UC Berkeley chief campus counsel David Robinson referred questions to Dan Mogulos, assistant vice chancellor in the communications and public affairs department. Mogulos called Panuccio's statement “patently false.”

He said a “federal court found our event policy specifically prohibits that type of discretion and is completely constitutional.” In fact, he said, the policy prevents the administration from doing anything based on a speaker's viewpoints or perspectives.

“Anyone who claims that UC Berkeley has done anything discriminatory is simply not aware of the facts,” Mogulos said. He said the school settled the case by agreeing to some “non-substantive changes” in its policy, but the high-profile speaker issue was not part of the settlement because it was not true.

Panuccio said the Justice Department has filed statements of interest in five lawsuits “that seek to vindicate students' free expression and free association rights.” Besides UC Berkeley, the others were Los Angeles Pierce College; Georgia Gwinnett College; the University of Michigan and the University of Iowa.

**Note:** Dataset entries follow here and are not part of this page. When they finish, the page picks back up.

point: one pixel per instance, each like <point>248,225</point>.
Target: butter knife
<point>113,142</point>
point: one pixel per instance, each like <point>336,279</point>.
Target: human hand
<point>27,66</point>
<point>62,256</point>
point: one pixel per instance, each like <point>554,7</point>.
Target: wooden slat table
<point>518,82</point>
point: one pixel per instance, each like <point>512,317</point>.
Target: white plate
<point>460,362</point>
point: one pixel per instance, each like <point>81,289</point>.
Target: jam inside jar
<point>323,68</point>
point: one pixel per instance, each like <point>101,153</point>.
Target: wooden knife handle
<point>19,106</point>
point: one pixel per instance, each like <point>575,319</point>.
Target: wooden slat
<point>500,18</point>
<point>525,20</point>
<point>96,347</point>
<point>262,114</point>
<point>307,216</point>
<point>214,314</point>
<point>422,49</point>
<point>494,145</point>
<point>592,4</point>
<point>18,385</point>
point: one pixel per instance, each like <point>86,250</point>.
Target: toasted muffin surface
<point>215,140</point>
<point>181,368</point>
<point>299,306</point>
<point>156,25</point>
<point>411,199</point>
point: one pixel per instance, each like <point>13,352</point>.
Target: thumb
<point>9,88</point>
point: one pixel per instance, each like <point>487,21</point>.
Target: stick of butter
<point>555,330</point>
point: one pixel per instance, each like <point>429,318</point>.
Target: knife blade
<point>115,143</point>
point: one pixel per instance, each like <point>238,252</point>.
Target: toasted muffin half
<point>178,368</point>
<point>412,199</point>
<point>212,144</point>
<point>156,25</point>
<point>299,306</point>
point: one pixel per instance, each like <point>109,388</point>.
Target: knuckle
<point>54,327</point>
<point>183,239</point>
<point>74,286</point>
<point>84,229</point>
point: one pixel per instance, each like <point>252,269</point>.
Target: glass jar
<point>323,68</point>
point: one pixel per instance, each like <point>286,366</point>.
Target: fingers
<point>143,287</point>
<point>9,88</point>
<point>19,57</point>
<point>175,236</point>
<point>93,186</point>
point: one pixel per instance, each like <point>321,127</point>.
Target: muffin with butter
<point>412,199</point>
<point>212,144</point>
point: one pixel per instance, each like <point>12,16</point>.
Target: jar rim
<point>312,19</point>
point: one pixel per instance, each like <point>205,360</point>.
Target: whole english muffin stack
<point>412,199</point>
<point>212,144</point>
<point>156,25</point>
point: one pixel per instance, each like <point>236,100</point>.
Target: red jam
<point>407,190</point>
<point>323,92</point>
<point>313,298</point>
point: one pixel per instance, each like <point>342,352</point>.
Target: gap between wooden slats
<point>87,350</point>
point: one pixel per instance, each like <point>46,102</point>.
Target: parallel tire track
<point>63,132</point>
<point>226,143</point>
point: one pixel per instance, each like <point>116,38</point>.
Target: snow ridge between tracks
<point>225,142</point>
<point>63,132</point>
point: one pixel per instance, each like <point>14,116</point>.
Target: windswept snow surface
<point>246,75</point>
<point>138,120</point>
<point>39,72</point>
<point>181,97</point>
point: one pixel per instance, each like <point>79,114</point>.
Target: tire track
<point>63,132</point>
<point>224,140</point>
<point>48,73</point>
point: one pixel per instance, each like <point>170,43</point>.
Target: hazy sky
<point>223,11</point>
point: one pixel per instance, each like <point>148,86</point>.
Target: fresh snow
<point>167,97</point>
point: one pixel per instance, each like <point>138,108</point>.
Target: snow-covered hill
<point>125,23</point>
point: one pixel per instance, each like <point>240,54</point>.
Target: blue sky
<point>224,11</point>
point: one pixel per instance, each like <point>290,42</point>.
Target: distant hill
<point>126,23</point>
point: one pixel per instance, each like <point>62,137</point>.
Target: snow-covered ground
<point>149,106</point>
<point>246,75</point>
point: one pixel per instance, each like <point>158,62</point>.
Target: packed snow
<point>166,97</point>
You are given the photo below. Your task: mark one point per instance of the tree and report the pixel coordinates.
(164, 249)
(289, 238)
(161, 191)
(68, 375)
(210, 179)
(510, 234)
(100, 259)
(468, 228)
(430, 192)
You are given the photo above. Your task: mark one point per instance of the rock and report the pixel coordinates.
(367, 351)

At the University of Michigan, general counsel Timothy Lynch forwarded questions to Rick Fitzgerald, the assistant vice president for communications, who called the alleged violations of free speech rights “categorically not true.”

Fitzgerald said, “Free speech is alive and well on our campus every day or the week. We have hosted any number of controversial speakers without incident.”

He said the lawsuit that Panuccio referenced “raised concerns with an effort on our campus called the bias response team. They likened the team to “speech police.'” He said the team is simply an educational and resource support group for students and it has no sanctioning authority.

At the University of Iowa, general counsel Carroll Reasoner forwarded questions to Jeneane Beck, assistant vice president for external relations, who said, “The University of Iowa is strongly committed to freedom of expression and the first amendment. Free expression, academic freedom, and diversity of perspectives are all crucial to the fulfillment of the UI's core mission—and the robust exchange of diverse ideas is the essence of a public research university.”

General counsel at other schools mentioned by Panuccio did not immediately respond to messages seeking comment.

Panuccio also criticized schools that allowed hecklers to shut down or shout down event speeches. He said that “mob rule” has broken out at Berkeley, The Evergreen State College in Olympia, Washington; Middlebury College in Vermont, the College of William & Mary in Virginia, and City University of New York.

“The William & Mary and CUNY shutdowns were particularly telling,” Panuccio said, “because the speeches that the mobs shut down were about … free speech on campus.”

He ended his talk with a philosophical discussion on the purpose of a university—which he said should be free inquiry—and on the proper place of students in the university. Panuccio said, “It seems that the student is no longer universally seen as the protégé in the campus environment, but as a consumer to be satisfied.”

He concluded the silencing of opposing viewpoints on campus “threatens to deprive American society of a new generation of citizens who, like their forbearers, share a deep and abiding commitment to free speech and the liberty it guarantees. What's happening on campuses today is simply toxic for our nation's future.”